Altium Designer provides a unified environment for the design of both the internal configuration of programmable devices and the PCB platform that they reside on. This facilitates complete FPGA-PCB co-design and enables rapid development of FPGA-based applications.
Because the projects are linked at the design level, you can begin the physical design process using a default FPGA configuration while the FPGA is still in development. As FPGA development progresses, updated pin and I/O assignments can be transferred to the board design project. The physical schematic representation of the FPGA device is automatically updated to reflect the updated I/O definitions, keeping existing connectivity intact. These changes can then be flowed on to the PCB.
Altium Designer abstracts FPGA design from the physical constraints used to drive the FPGA place and route process. This allows you to maintain multiple FPGA configurations within a single FPGA project. For example, you have one configuration targeting your FPGA development environment and another for your production board design. This lets you seamlessly move between development or production builds of the FPGA and further facilitates concurrent design of the FPGA and the physical platform.
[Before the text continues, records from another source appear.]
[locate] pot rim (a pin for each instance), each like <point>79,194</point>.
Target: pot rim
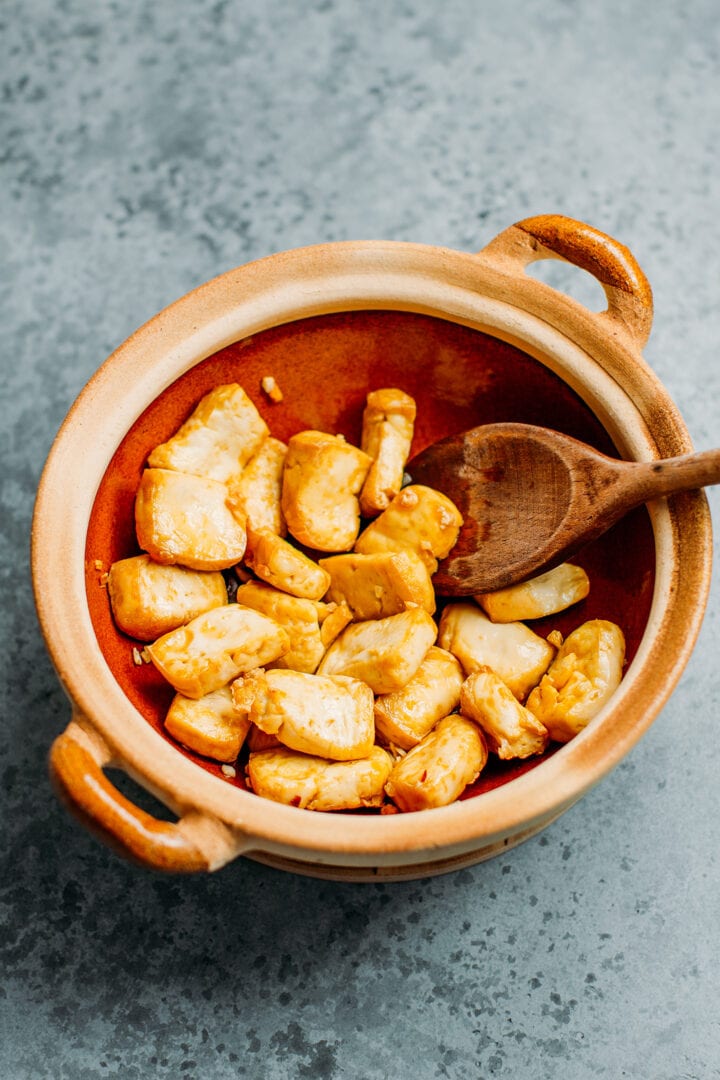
<point>477,291</point>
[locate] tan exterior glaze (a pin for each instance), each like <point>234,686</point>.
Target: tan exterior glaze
<point>597,354</point>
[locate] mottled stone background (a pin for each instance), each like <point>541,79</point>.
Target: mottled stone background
<point>146,147</point>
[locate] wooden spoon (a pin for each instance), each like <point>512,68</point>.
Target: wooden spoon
<point>531,497</point>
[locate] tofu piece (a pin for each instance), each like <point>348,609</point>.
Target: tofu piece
<point>511,730</point>
<point>322,480</point>
<point>300,619</point>
<point>546,594</point>
<point>208,725</point>
<point>512,650</point>
<point>258,741</point>
<point>280,564</point>
<point>184,518</point>
<point>375,586</point>
<point>421,518</point>
<point>216,648</point>
<point>149,599</point>
<point>329,716</point>
<point>312,783</point>
<point>384,652</point>
<point>437,770</point>
<point>581,679</point>
<point>405,717</point>
<point>255,497</point>
<point>217,440</point>
<point>388,428</point>
<point>334,618</point>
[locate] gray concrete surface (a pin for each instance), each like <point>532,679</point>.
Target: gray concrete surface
<point>146,147</point>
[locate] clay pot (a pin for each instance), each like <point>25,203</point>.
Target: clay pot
<point>474,339</point>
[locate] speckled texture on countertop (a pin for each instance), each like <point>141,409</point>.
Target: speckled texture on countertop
<point>145,148</point>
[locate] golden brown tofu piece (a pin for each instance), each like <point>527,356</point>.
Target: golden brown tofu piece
<point>375,586</point>
<point>510,728</point>
<point>420,518</point>
<point>581,679</point>
<point>258,741</point>
<point>256,496</point>
<point>322,480</point>
<point>546,594</point>
<point>217,647</point>
<point>300,618</point>
<point>217,440</point>
<point>405,717</point>
<point>184,518</point>
<point>388,428</point>
<point>437,770</point>
<point>511,649</point>
<point>334,618</point>
<point>330,716</point>
<point>208,726</point>
<point>283,566</point>
<point>384,652</point>
<point>313,783</point>
<point>149,599</point>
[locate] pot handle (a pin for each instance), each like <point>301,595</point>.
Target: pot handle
<point>553,235</point>
<point>194,842</point>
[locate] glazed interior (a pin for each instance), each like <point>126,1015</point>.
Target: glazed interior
<point>460,377</point>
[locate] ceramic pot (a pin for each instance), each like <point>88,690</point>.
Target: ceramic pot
<point>475,339</point>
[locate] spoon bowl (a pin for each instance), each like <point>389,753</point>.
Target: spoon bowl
<point>531,497</point>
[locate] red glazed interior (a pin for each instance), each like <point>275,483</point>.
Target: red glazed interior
<point>325,366</point>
Managing I/O synchronization
Programmable devices such as FPGAs bring particular challenges to the board design process. Typically these devices have a large number of pins whose I/O characteristics and functions are not fixed, but determined by the application programmed into them. Traditionally crucial I/O pins will be fixed by the FPGA designer, with the FPGA place and route tools free to assign the remaining pins as necessary.
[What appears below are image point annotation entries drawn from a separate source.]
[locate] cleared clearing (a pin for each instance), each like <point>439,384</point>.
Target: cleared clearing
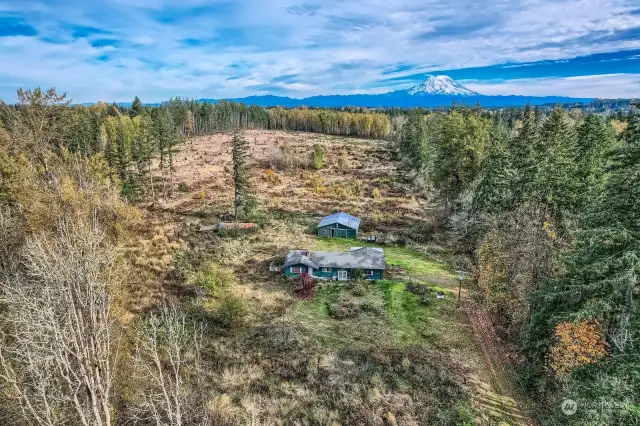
<point>366,354</point>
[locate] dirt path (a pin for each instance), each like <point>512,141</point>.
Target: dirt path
<point>504,402</point>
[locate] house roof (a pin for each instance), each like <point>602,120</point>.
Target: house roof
<point>342,218</point>
<point>357,258</point>
<point>299,257</point>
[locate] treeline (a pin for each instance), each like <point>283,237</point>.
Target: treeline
<point>131,137</point>
<point>547,205</point>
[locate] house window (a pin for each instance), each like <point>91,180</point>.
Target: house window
<point>298,269</point>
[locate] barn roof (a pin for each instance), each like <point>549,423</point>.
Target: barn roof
<point>356,258</point>
<point>342,218</point>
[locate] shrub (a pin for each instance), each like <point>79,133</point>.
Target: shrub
<point>304,286</point>
<point>232,309</point>
<point>357,274</point>
<point>577,343</point>
<point>359,288</point>
<point>317,157</point>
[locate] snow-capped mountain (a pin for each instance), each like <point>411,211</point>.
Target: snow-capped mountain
<point>440,85</point>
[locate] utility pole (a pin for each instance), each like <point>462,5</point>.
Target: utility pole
<point>460,278</point>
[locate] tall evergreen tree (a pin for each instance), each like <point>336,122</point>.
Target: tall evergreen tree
<point>555,181</point>
<point>600,286</point>
<point>494,190</point>
<point>243,200</point>
<point>136,107</point>
<point>595,138</point>
<point>413,140</point>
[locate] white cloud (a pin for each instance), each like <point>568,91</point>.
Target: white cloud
<point>270,41</point>
<point>593,86</point>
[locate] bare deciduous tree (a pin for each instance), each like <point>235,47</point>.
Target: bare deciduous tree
<point>168,357</point>
<point>56,357</point>
<point>37,123</point>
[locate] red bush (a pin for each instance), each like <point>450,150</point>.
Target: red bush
<point>304,286</point>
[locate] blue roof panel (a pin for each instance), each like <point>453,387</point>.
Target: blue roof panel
<point>342,218</point>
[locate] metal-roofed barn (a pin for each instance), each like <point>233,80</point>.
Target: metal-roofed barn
<point>339,225</point>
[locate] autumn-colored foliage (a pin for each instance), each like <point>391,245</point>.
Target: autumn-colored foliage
<point>577,343</point>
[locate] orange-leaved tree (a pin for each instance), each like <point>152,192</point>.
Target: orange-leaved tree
<point>577,343</point>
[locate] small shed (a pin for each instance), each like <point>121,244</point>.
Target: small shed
<point>338,225</point>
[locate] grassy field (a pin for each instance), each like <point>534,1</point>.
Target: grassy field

The result at the board level is a pin configuration that is generally far from optimal for PCB routing, and the task of propagating I/O characteristics for processes such as signal integrity analysis becomes time consuming and error prone. Because Altium Designer unifies the process of FPGA and PCB design, it fully supports I/O synchronization between the PCB and FPGA projects. This allows you to forward and back annotate pin assignment changes and automatically propagate I/O characteristics for signal integrity simulation and differential pair management.
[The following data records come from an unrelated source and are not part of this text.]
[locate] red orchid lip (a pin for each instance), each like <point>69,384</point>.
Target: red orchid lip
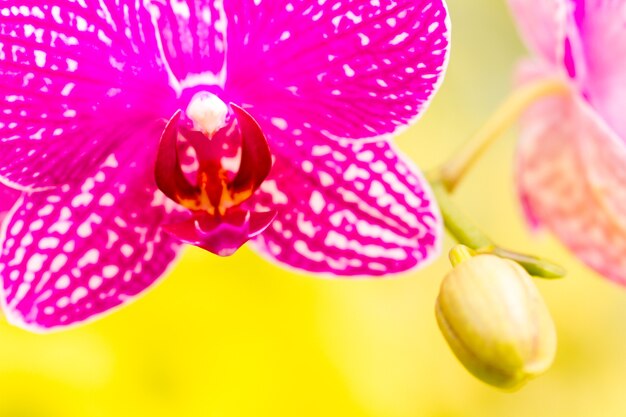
<point>218,224</point>
<point>80,128</point>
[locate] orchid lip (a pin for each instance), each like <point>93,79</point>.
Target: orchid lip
<point>215,197</point>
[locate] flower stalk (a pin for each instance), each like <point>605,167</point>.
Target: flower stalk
<point>453,170</point>
<point>467,233</point>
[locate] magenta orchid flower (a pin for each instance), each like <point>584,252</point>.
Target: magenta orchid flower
<point>572,156</point>
<point>132,126</point>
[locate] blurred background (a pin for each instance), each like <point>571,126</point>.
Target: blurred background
<point>242,337</point>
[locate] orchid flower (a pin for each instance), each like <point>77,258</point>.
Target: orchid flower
<point>572,155</point>
<point>129,127</point>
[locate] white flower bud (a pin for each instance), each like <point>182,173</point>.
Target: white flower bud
<point>495,321</point>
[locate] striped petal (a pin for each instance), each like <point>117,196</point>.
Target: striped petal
<point>603,42</point>
<point>73,74</point>
<point>572,178</point>
<point>347,209</point>
<point>193,39</point>
<point>75,252</point>
<point>349,69</point>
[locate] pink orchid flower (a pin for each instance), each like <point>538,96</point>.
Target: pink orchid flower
<point>121,121</point>
<point>572,156</point>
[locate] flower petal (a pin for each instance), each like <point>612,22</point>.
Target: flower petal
<point>543,25</point>
<point>192,35</point>
<point>75,252</point>
<point>347,208</point>
<point>572,177</point>
<point>221,236</point>
<point>350,69</point>
<point>8,198</point>
<point>604,42</point>
<point>74,75</point>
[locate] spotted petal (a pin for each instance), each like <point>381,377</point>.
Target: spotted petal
<point>348,209</point>
<point>73,76</point>
<point>350,69</point>
<point>193,39</point>
<point>601,26</point>
<point>8,198</point>
<point>572,178</point>
<point>75,252</point>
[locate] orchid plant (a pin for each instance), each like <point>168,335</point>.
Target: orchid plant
<point>572,154</point>
<point>131,127</point>
<point>128,127</point>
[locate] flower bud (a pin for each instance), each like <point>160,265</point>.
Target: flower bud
<point>495,321</point>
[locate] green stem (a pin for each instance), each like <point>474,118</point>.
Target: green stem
<point>458,224</point>
<point>509,111</point>
<point>467,233</point>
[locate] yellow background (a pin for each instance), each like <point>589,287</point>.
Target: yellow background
<point>242,337</point>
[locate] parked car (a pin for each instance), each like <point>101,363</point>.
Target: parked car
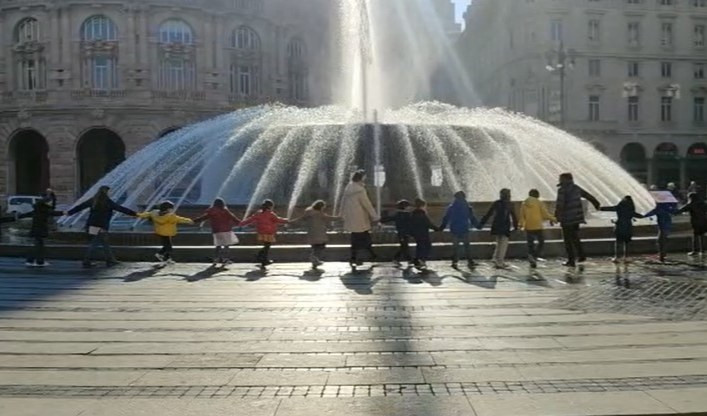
<point>21,204</point>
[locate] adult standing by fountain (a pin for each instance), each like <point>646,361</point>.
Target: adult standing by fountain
<point>570,213</point>
<point>358,214</point>
<point>98,223</point>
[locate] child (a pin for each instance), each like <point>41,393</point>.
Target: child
<point>503,218</point>
<point>222,222</point>
<point>266,222</point>
<point>41,215</point>
<point>533,213</point>
<point>663,211</point>
<point>316,223</point>
<point>623,231</point>
<point>165,222</point>
<point>401,218</point>
<point>698,219</point>
<point>460,216</point>
<point>420,226</point>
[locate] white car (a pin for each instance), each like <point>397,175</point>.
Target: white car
<point>21,204</point>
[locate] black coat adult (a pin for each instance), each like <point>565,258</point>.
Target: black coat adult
<point>569,209</point>
<point>41,215</point>
<point>101,213</point>
<point>503,218</point>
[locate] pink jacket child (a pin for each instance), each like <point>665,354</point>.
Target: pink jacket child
<point>266,223</point>
<point>222,222</point>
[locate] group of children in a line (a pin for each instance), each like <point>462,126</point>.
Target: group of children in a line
<point>411,220</point>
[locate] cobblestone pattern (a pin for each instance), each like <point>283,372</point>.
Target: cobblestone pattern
<point>662,299</point>
<point>367,390</point>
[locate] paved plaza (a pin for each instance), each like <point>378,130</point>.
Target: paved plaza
<point>191,339</point>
Achieve optimal routing solutions with FPGAs
As you deploy FPGAs within the PCB layout, you can define sets of pins that can be interchanged at the board level. From within the PCB design you can manually swap pins to improve routing, or let Altium Designer automatically optimize the connection lines for easier board routing. With a few mouse clicks you can then propagate pin changes back to the FPGA project, and rerun the FPGA place and route process with the new constraints. This allows you to rapidly iterate through PCB and FPGA routing options to arrive at an optimal system-level design solution.
The unification within Altium Designer of the programmable and physical elements of an electronic product allows you to take full advantage of the benefits that large capacity FPGAs offer. Altium Designer allows you to effectively manage the complexity FPGAs introduce at the board level, and removes the barriers to their widespread adoption with mainstream design.